Prior to this particular outage, CrowdStrike issued an update that had an error no one knew about…Their internal testing should have caught the error, but it did not, and professor Vaniea says, “We don't know why yet…” The error only happens under very special circumstances, that in theory, should never occur. But on Friday, July 19, 2024, CrowdStrike published a configuration file that caused those special circumstances which was automatically downloaded by all computers running their software, bypassing all testing normally done by system administrators. The combination of the old error no one had noticed, and the new configuration file, caused a problem in how Windows boots up.

How do people and companies impacted move forward?

Typically, issues caused by errors are fixed quickly and the public only experiences a downtime of a few hours. To illustrate, Facebook experienced a mass outage back in October 2021, but their team was able to rectify the problem in less than seven hours as reported by The Verge. However, the CrowdStrike issue is taking days to fix because system administrators must manually remove the problematic configuration file from every single device affected. The good news is that most employees with a computer science based education are able to execute this solution, and the majority of the companies impacted by the outage will have a dedicated team and sufficient resources to roll out the repair plan. However, visiting and fixing every computer still takes time.

What are the implications of this global tech outage?

There are several implications that surface as a result of the CrowdStrike crisis:

Human Computer Interaction (HCI)

Professor Vaniea’s current research specifically focuses on exploring the reasons why both “normal” people and system administrators are reluctant to install updates. Below are just a couple of the numerous examples:

Risk – for system administrators, for instance, the potential risk of downtime or bugs impedes their decisions to download an update.

Prevention of loss – for “normal” people, sometimes the potential to lose a specific program that is beneficial to their livelihood impacts their decisions to install an update. For example, imagine you were about to give a presentation and an “Update PowerPoint” dialog popped up. You might rationally decide to delay updating until after your presentation.
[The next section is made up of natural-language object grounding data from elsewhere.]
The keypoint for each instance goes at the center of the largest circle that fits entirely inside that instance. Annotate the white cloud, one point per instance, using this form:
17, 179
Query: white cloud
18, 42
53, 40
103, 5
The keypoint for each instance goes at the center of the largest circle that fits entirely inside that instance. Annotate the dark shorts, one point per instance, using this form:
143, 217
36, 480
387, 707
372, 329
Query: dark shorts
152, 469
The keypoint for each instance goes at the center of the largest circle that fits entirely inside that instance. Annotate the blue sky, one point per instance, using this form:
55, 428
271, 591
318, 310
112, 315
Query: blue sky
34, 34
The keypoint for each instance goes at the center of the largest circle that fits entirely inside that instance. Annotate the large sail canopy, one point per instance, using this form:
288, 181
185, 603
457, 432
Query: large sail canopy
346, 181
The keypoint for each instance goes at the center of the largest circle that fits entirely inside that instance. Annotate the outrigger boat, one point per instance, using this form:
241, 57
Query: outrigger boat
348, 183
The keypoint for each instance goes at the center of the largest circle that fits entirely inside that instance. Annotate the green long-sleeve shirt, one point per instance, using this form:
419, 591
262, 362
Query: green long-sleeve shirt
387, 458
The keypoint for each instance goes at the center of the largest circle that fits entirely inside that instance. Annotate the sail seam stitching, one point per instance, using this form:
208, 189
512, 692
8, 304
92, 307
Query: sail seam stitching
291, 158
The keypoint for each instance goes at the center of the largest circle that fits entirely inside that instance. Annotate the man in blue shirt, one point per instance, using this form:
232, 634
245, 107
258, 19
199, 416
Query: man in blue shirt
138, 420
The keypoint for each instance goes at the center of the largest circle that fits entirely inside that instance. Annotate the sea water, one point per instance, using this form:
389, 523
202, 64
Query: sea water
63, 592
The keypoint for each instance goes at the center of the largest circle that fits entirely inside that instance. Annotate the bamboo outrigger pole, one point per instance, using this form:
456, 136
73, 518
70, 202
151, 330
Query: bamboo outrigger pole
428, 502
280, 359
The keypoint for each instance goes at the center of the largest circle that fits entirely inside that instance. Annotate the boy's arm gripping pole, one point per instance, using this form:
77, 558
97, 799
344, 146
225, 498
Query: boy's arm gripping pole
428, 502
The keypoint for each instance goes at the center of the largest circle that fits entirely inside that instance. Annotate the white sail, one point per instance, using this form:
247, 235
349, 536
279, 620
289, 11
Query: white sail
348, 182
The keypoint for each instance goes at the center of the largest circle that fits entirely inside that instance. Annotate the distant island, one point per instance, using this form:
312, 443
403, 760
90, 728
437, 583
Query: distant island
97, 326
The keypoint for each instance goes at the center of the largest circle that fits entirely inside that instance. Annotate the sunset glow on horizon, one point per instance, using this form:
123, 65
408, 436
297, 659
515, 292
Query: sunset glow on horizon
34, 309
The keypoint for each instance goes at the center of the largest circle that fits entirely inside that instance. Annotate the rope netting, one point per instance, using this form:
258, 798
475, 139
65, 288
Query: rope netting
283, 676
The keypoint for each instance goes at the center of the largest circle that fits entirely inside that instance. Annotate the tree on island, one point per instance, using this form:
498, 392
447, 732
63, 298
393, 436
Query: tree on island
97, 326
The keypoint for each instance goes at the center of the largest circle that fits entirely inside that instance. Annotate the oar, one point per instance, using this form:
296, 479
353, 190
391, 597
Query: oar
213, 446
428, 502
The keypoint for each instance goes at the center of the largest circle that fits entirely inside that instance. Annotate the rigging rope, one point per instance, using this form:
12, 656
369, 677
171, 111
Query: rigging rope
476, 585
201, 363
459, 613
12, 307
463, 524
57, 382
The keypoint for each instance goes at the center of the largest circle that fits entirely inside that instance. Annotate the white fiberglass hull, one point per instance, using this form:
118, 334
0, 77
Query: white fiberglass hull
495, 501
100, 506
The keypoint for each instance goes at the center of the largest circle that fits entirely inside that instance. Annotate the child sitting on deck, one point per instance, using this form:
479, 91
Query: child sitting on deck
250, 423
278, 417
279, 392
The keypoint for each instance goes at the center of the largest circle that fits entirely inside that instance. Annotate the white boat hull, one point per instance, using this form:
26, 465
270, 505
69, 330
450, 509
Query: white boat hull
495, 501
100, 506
Lawsuits can also cause apps to be forcibly updated. For example, in 2012, the app Speak For Yourself - which helps kids who struggle to speak due to issues like autism and cerebral palsy - was pulled from the Apple App Store due to a lawsuit. To prevent the app from vanishing, some parents disabled all communication with the Apple App store.

flowchart describing the overview of the stages of updating and the issues respondents experience at each stage

Source: Tales of Software Updates: The process of updating software

Automatic updates are key

Professor Vaniea says “automatically updating is much safer” and advises organizations and users to get on board with this strategy if it is not implemented already. After an update is released, attackers look at the updated code, learn what it is fixing, and then write attack code to target that specific thing. Those who update quickly will be protected, but those that update slowly risk attack. For example, in 2017 Equifax lost 143 million US customers’ worth of data. An update that could have fixed the problem was available for two months before the breach. Vaniea says, “If Equifax had installed it, they would not have lost the data.”

Lack of diversity, power grids, and cyberattacks

The CrowdStrike tech outage is partially a testament to CrowdStrike’s market reach. “All these organizations are either CrowdStrike clients or someone who depends on a CrowdStrike client,” states Vaniea. She goes on to say, “While great for CrowdStrike, having so many organizations depend on one company creates a lack of diversity. If a vulnerability or flaw is found in that one dependency, then everyone depending on it is impacted.”

If one looks beyond large tech companies to infrastructure like power and water grids, it is natural to worry that something similar might happen. While possible, Vaniea points out that most of these systems are fairly old, predating the modern tendency to network everything. That means they are all running different software and while that software is likely not 100% secure, an attack that works on one part of the grid is unlikely to work on other parts. In other words, these grids have a diversity of systems, so one attack is unlikely to impact the whole grid.

Vaniea says, “The modern approach of running the same software on many systems makes it easier to keep them updated, fix identified vulnerabilities, and provide maintenance. But it also means that if an attacker finds a vulnerability, then every computer of that type is vulnerable.”

Further research and understanding of human behaviour with computers, enforcing automatic updates, and increasing diversity will help prevent a CrowdStrike-like disaster in the future.